The Landsat 4 satellite is returning the best photographs of Earth ever taken from space, providing geologists, farmers and environmentalists with new information about mineral deposits, crop yields and sources of air and water pollution.
The photographs being beamed back by Landsat 4, which was put into orbit last fall, have 10 times the clarity of the three previous Landsats, which were launched in 1972, 1975 and 1978. From an altitude of 438 miles, the new Landsat also can distinguish four times as many shades of color, such as the subtle color difference between snow and clouds, and with its three infrared cameras can identify objects on the ground by gauging temperature differences.
"Our new Landsat can distinguish very nicely between rice fields and soybean fields that lie right next to each other," Vincent Salomonson, Landsat project scientist at the Goddard Space Flight Center, told a news conference yesterday. "The older satellites could never do that."
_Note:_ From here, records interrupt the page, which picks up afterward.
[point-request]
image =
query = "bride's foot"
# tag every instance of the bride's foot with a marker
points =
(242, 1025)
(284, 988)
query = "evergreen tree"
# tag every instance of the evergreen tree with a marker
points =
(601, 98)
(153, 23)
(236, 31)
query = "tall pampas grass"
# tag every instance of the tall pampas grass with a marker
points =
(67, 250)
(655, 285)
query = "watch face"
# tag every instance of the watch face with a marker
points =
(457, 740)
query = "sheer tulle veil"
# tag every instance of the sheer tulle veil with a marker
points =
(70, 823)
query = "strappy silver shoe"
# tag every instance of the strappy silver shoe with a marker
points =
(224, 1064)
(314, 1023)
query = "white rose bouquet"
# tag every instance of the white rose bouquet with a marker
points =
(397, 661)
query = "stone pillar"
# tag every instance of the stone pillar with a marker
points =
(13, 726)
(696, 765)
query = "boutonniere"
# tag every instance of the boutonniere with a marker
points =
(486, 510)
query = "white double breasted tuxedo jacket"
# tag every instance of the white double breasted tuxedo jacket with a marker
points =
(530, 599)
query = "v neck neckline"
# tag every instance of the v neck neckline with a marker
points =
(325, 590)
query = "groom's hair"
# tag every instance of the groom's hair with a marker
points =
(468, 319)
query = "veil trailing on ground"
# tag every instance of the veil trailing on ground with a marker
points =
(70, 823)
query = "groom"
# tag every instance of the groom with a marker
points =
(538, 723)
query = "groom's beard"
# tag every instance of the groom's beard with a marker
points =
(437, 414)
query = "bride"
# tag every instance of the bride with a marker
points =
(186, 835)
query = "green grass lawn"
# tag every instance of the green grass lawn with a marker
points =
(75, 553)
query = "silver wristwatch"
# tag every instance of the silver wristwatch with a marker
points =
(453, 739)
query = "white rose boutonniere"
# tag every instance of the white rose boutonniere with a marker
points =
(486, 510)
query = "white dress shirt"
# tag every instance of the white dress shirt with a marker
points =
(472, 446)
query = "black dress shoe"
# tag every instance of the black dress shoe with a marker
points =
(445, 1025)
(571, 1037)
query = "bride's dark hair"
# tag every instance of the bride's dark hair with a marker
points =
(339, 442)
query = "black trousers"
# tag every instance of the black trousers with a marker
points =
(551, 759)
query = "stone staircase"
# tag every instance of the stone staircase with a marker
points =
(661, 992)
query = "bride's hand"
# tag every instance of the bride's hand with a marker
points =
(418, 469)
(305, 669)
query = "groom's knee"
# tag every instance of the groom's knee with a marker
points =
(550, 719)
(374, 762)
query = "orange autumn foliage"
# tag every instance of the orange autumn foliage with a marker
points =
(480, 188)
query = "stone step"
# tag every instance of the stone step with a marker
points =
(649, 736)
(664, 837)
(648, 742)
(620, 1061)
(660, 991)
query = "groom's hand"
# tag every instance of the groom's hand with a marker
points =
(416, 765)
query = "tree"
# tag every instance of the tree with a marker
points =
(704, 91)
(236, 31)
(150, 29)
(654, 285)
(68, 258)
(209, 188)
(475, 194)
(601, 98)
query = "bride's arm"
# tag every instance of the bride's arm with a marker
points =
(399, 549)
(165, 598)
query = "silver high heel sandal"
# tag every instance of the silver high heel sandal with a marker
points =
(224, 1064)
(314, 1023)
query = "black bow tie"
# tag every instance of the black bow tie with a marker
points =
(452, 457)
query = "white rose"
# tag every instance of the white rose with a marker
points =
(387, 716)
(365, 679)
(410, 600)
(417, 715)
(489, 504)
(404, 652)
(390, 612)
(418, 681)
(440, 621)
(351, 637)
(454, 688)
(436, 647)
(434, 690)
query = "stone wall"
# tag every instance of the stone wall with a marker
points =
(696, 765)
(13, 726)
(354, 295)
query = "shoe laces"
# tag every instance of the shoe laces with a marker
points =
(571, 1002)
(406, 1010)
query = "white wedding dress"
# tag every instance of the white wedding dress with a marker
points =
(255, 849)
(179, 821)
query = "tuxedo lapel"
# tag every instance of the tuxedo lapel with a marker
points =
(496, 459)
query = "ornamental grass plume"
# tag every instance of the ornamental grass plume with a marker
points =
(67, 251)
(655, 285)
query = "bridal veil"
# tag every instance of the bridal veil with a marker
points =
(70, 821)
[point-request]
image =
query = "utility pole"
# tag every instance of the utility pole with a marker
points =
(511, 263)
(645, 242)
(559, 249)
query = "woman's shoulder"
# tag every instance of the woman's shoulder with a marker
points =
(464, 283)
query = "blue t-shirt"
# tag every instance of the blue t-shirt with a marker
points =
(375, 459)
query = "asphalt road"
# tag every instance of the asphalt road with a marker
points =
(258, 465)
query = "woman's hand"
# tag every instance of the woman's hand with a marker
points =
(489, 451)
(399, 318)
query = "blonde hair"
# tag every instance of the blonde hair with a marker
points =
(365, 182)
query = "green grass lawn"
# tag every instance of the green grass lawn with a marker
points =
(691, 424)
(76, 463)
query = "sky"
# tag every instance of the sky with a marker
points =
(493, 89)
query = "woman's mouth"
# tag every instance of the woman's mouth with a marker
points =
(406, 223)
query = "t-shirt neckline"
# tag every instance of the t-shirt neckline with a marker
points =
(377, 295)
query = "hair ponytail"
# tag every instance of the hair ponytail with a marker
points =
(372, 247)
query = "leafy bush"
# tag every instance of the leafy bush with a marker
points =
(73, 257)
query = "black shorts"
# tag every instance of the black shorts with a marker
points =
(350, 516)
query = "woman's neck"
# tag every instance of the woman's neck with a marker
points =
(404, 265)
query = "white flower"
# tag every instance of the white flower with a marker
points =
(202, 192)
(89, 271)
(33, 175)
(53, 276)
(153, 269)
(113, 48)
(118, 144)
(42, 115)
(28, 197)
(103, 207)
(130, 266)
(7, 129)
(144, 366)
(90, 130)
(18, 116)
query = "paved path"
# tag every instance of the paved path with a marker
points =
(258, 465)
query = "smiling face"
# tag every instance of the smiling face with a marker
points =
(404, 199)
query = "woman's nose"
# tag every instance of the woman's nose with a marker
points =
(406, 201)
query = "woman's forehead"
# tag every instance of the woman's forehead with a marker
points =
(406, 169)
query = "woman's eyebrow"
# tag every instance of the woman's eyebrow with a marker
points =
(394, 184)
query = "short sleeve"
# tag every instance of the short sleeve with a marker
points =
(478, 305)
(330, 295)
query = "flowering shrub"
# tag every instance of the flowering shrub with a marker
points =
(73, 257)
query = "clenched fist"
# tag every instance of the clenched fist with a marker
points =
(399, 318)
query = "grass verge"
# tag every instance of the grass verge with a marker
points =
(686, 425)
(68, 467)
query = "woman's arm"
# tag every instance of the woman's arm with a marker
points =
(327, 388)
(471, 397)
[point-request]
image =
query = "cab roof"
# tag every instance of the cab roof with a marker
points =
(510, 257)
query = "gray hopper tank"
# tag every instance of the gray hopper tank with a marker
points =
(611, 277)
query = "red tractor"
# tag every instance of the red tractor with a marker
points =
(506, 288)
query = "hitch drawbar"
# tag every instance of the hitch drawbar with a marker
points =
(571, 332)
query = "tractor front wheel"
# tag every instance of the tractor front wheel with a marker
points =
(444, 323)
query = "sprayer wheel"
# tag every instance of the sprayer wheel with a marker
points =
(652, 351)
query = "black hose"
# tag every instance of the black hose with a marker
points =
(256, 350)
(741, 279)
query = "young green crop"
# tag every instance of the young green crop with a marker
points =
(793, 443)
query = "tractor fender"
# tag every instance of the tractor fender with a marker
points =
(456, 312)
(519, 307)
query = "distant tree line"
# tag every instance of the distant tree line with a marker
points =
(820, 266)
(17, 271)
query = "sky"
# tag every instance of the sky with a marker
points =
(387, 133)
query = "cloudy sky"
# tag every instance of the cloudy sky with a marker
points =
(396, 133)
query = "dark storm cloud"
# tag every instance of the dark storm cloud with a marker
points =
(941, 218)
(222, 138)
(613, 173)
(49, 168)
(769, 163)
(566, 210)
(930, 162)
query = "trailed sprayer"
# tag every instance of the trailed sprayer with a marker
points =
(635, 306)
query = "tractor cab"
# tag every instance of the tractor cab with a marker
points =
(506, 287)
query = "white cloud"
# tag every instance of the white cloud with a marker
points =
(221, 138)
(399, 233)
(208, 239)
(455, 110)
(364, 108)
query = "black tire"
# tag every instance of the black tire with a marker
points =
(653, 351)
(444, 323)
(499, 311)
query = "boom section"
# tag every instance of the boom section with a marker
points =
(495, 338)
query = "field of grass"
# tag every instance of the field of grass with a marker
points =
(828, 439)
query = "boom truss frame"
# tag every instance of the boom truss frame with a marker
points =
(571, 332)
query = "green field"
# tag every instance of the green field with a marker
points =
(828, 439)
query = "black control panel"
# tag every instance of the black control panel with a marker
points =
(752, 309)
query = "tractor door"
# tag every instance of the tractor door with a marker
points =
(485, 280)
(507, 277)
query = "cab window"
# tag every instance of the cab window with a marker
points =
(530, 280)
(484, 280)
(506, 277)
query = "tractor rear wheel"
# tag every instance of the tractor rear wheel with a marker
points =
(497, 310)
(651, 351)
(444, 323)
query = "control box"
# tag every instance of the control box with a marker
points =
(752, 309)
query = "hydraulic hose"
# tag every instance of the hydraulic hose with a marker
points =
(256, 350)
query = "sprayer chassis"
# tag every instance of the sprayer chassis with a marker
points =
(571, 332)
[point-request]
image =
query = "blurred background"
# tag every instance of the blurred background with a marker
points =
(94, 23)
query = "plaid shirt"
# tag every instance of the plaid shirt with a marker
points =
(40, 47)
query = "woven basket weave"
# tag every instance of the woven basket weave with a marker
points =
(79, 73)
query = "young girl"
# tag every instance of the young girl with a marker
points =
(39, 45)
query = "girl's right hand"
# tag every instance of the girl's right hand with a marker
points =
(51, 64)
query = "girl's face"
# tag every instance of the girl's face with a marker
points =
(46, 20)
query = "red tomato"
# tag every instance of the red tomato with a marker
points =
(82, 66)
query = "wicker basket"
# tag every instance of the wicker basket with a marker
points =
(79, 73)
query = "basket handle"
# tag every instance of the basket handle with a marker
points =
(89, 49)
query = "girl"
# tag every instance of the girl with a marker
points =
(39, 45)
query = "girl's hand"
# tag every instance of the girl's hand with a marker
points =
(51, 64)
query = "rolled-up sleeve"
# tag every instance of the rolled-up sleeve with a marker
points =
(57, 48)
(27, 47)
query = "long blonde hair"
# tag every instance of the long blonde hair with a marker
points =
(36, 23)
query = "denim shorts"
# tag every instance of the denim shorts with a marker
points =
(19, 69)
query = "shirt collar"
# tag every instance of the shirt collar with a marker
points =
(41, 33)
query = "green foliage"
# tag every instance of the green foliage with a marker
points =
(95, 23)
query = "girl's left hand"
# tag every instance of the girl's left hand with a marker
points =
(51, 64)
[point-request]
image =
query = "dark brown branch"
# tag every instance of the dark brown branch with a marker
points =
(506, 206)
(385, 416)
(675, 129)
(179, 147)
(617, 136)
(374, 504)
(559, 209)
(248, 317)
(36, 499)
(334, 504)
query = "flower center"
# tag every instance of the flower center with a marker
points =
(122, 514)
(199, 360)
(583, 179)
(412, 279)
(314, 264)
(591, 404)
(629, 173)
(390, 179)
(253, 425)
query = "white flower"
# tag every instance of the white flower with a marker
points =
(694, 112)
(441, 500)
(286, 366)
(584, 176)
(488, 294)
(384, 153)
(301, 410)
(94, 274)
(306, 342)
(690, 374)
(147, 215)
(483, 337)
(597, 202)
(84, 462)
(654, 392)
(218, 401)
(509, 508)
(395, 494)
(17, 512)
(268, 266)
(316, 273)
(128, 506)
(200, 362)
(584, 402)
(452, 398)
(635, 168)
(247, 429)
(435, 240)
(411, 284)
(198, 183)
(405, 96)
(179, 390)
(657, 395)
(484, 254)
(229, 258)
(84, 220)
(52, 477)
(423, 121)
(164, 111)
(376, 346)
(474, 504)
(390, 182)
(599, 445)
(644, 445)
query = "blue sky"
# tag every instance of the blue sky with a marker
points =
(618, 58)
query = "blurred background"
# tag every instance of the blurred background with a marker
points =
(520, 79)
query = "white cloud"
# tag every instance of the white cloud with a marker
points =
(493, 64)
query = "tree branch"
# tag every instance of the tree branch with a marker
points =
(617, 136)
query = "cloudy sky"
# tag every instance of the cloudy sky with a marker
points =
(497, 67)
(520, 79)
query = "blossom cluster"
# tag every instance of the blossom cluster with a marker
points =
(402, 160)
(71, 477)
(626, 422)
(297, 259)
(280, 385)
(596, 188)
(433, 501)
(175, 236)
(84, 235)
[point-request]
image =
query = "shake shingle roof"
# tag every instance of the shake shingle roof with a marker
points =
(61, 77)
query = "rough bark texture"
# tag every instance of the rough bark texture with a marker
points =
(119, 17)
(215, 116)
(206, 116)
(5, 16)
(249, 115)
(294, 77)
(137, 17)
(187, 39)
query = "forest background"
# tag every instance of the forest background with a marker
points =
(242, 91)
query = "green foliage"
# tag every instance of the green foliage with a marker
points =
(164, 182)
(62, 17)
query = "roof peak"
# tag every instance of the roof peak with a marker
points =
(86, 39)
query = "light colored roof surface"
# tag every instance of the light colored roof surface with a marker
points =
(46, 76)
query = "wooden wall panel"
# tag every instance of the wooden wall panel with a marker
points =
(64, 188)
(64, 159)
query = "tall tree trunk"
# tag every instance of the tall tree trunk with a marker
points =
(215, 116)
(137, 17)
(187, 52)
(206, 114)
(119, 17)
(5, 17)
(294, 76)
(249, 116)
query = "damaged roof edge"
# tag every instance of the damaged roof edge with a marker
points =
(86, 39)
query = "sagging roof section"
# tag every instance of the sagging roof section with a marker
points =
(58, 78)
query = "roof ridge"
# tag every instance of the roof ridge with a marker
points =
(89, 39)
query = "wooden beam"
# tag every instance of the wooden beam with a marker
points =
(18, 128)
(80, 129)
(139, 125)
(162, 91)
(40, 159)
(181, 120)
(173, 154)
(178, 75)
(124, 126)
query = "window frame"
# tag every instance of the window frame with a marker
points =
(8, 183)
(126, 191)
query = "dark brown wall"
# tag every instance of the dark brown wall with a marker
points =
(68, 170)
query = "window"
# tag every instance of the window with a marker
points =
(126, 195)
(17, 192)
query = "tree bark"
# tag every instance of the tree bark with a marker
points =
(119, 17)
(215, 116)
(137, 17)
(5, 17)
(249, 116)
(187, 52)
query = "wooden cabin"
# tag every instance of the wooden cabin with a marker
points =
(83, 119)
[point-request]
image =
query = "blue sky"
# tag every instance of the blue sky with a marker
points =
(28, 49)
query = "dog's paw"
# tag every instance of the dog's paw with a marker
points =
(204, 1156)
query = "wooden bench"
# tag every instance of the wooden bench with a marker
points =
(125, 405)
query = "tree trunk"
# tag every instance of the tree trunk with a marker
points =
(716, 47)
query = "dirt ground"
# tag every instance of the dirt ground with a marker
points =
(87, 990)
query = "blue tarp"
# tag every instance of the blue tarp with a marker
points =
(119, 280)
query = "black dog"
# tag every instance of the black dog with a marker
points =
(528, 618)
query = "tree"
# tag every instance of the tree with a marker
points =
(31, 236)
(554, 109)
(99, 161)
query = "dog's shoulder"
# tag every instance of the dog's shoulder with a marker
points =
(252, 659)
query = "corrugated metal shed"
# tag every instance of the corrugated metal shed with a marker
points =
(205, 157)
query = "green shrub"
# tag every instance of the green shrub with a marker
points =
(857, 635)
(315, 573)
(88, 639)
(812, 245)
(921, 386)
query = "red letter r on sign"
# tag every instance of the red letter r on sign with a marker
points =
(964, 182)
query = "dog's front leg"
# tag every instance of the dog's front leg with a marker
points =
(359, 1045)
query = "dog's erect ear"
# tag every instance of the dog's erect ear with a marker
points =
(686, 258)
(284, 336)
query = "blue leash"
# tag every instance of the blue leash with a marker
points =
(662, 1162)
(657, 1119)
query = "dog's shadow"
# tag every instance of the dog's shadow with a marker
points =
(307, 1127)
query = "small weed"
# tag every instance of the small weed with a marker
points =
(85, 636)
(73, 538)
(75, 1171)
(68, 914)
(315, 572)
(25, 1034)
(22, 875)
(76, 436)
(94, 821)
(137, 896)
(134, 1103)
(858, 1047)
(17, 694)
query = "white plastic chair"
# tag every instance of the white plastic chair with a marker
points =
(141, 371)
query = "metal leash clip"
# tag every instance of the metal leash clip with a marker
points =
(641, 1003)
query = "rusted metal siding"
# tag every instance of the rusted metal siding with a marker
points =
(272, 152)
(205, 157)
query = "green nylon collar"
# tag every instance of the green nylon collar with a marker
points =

Landsat 4's seven cameras (compared with four on the older Landsats) can resolve details on Earth that are no more than 90 feet wide, meaning they can pick out individual buildings and landmarks in any city. In a photograph of Washington displayed at the news conference, the Washington Monument, the Capitol, the Tidal Basin, the Reflecting Pool and the Pentagon could be discerned easily with the naked eye.
The same photograph also took in the entire city of Baltimore, parts of Chesapeake Bay and made the Capital Beltway in Virginia distinguishable from the same road in Maryland because of the paving material: concrete in Maryland and asphalt in Virginia. Office buildings with gravel roofs could be distinguished from office buildings with metal roofs.
Fall-colored trees were distinguishable from trees that were still green. Silt and sediment pouring from rivers into the Atlantic Ocean were so discernible that scientists could tell if they were polluted with chemicals. Scientists could also see whether smoke pouring from factories was polluted.
The satellite's scanners detected changes in the clay minerals near the Earth's surface that often are telltale clues to the whereabouts of buried mineral deposits.
Mark Settle, Landsat program scientist, said, "It's going to be a great boon to geologists. This satellite can even discriminate the ages of most rocks on the Earth."